In the reference case, coal mine labor productivity is assumed to decline on average by 0.3 percent per year through 2035 while miner wage rates and mine equipment costs remain constant in 2008 dollars.  Eastern and Western transportation rates are flat and 5 percent higher, respectively, in 2035 compared to 2008.  In two alternative coal cost cases, productivity, average miner wages, equipment cost, and transportation rate assumptions were modified for 2010 through 2035 in order to examine the impacts on U.S. coal supply, demand, distribution and prices. 

In the low mining cost case, coal mine labor productivity is assumed to increase at an average rate of 3.2 percent per year through 2035.  Coal mining wages, mine equipment costs, and other mine suppy costs are all assumed to be about 25 percent lower by 2035 in real terms in the low coal cost case.  Coal transportation rates, excluding the impact of fuel surcharges, are assumed to be 25 percent lower by 2035. 

In the high mining cost case, coal mine labor productivity is assumed to decline at an average rate of 3.0 percent per year through 2035.  Coal mining wages, mine equipment costs, and other mine supply costs are assumed to be about 30 percent higher by 2035.  Compared to the reference case, coal transportation rates are assumed to be 25 percent higher by 2035.  

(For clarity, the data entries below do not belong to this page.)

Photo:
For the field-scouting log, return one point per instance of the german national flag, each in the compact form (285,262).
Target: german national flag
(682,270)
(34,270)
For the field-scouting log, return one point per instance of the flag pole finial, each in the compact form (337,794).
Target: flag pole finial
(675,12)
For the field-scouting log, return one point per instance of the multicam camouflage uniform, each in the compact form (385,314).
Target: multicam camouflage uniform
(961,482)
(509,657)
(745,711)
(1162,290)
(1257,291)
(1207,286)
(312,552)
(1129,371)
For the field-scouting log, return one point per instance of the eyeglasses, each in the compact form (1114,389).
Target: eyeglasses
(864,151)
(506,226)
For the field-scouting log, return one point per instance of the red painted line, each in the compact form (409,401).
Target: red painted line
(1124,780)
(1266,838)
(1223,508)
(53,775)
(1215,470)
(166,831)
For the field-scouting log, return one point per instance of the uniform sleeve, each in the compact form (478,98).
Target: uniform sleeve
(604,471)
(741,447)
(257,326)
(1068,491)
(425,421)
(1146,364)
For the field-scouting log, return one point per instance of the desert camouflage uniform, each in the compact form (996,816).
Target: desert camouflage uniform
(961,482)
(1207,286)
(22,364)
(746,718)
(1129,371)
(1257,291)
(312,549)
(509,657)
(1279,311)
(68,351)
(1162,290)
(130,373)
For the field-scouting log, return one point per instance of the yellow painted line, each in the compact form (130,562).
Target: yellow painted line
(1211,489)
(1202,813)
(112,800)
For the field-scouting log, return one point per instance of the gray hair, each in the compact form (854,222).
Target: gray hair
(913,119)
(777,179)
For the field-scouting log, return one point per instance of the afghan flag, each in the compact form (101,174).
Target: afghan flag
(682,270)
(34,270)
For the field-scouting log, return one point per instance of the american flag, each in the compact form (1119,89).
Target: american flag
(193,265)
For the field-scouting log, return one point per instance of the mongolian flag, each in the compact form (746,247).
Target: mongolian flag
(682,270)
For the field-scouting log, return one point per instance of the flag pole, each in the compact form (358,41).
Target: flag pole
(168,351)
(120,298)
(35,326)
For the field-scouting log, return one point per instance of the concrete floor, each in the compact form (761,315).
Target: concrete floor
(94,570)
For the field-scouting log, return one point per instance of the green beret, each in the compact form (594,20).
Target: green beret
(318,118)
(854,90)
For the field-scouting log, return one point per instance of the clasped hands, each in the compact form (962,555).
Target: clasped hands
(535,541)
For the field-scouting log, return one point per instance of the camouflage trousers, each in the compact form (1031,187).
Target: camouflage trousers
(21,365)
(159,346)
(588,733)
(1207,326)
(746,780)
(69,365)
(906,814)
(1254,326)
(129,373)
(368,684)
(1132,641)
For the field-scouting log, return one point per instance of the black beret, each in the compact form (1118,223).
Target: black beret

The low and high coal cost cases represent fully integrated NEMS runs, with feedback from the Macroeconomic Activity, International, supply, conversion, and end-use demand modules. 

No Greenhouse Gas Concern Case 

In the reference case, to reflect the market reaction to potential future GHG regulation, a 3-percentage-point increase in the cost of capital for investments in new coal-fired power plants without carbon capture and sequestration technology and new coal-to-liquids plants is assumed.  Those assumptions affect cost evaluations for the construction of new capacity but not the actual operating costs when a new plant begins operation nor does it affect the operation of existing plants.  This adjustment was first implemented for AEO2009

The No GHG concern case excludes the 3-percentage point increase in the cost of capital.